It’s coming together, this new house.
There are things I’d like to do, but they are improvements as opposed to fixes, desired not required. Get the ceiling redone as smooth vs. this post-popcorn texture; redo the floors; replace some fans and lights. But all of this is indulgence, and not necessary.
It’s good, too, that we got the place in working order. Money is not what it was in California. I guess I haven’t talked about it much, but the move to Florida meant a deep, but voluntary, pay cut. Ah but “pay cut” sounds so violent and helpless, and this is something we did willingly in surrender, so let’s instead maybe call it a “transaction of time and money.”
I feel a pride, and with it the guilt I almost always feel alongside any pride, for making that transaction. Or, I want to feel a pride. I want to be proud that, in opting to leave money and status for time with family I did a noble thing. Yet here I am, making less money and having less status, spinning wheels trying to measure the resultant increase in “family time.”

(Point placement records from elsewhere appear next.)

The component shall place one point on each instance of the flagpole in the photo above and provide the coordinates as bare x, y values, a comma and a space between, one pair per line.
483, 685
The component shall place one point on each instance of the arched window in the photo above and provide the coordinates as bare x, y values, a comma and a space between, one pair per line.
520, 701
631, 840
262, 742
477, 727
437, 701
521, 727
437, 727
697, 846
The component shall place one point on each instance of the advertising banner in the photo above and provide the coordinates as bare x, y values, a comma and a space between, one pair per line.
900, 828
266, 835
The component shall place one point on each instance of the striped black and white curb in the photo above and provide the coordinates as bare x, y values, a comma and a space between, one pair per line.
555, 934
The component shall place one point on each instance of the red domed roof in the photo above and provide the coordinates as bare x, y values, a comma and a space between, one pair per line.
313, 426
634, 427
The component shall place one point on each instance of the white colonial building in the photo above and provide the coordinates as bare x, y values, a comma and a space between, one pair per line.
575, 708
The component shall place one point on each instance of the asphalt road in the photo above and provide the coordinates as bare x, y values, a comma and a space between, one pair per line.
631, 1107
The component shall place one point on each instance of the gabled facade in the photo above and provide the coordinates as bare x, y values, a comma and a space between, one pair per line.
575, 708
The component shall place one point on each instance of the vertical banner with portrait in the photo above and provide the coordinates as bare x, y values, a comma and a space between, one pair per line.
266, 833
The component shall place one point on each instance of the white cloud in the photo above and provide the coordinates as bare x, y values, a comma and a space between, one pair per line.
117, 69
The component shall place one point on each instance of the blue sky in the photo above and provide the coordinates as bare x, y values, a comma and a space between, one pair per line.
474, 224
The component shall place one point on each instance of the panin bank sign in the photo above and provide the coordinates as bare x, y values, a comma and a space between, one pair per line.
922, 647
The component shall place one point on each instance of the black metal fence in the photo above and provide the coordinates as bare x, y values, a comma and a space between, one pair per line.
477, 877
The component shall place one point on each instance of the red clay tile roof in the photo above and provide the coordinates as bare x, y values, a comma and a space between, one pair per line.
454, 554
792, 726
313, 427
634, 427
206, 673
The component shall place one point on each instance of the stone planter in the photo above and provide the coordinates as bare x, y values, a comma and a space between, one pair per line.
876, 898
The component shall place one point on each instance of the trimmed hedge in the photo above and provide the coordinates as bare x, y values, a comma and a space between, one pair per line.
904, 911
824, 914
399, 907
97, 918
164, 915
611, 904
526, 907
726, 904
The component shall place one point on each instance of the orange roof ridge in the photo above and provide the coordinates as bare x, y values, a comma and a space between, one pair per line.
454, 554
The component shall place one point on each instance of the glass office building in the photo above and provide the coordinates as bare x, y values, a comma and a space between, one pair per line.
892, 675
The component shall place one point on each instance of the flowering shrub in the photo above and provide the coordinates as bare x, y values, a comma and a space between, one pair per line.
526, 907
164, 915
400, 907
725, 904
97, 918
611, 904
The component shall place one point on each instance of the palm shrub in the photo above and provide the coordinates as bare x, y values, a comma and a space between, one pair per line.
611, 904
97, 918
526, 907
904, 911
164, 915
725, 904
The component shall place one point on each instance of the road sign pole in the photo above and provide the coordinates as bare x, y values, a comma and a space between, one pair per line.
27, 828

You know how you know things are a certain way, that they are true and that a situation is as you know it to be, yet you still act as if you don’t know it? It’s not about acknowledging that reality, it’s about permitting yourself to be satisfied. That’s where I struggle. Not in happiness, which I have in spades, but in doneness – the satisfaction of completion. Always bothered by having not yet arrived at some contented state of finished, when once can finally relax and be mindful of the present.

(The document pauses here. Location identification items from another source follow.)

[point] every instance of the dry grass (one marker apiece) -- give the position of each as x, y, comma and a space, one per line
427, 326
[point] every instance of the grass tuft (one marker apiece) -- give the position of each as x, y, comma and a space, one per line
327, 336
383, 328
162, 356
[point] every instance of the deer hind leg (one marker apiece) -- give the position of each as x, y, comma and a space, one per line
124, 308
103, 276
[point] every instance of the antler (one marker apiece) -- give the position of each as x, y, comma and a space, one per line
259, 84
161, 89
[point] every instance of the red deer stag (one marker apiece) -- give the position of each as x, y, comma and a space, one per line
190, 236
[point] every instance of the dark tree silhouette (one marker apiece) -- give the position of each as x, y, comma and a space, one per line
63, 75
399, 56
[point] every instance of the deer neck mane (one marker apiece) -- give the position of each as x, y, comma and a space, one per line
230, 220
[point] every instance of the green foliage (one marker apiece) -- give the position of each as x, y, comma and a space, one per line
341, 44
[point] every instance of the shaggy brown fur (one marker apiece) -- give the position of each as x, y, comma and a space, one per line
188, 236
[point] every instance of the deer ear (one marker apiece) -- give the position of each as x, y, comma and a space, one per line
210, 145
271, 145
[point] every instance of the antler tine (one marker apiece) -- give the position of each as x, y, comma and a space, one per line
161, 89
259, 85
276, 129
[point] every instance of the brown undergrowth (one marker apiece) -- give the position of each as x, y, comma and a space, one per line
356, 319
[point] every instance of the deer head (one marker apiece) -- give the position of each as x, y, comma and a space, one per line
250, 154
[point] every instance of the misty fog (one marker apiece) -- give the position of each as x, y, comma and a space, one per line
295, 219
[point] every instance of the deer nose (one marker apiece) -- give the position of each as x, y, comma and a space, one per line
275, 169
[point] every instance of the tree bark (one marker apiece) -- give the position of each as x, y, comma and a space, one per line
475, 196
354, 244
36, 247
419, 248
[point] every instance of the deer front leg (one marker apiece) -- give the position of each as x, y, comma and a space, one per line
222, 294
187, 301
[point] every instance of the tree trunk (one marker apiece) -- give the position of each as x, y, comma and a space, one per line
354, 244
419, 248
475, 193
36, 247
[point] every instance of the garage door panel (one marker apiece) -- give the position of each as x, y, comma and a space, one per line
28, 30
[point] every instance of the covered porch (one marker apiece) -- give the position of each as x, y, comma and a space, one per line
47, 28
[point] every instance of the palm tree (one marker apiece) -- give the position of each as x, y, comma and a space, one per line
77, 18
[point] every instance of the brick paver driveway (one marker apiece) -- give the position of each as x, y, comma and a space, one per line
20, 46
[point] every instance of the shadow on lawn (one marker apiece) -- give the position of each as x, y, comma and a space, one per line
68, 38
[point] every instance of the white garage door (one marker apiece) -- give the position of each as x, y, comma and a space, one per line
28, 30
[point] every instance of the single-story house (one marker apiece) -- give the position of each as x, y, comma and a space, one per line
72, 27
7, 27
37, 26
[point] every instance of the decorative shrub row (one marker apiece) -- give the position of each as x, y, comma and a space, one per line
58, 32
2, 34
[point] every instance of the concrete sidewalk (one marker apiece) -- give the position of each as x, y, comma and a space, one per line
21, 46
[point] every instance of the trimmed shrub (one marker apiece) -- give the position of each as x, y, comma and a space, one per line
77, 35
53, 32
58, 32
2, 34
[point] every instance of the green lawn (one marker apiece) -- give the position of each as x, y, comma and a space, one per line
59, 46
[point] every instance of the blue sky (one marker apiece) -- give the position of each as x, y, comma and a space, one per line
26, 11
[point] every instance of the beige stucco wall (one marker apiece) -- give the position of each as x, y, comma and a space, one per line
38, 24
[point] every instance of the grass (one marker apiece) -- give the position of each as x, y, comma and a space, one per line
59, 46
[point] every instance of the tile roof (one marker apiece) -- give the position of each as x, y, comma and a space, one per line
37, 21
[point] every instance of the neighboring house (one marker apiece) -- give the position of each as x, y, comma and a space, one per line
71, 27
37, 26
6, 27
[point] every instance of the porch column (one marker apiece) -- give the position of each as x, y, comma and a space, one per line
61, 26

It’s just another part of what I wrote yesterday about learning to live in a state of transition – just phrased another way. To not be seeking some future “job well done” place, to instead be happy with the last breath, most recent beat of the heart, or the comfortable temperature in the room.
“What greater wealth is there than to own your life and to spend it on growing?”
If you can name it, you can work on it, right? I’m working on it.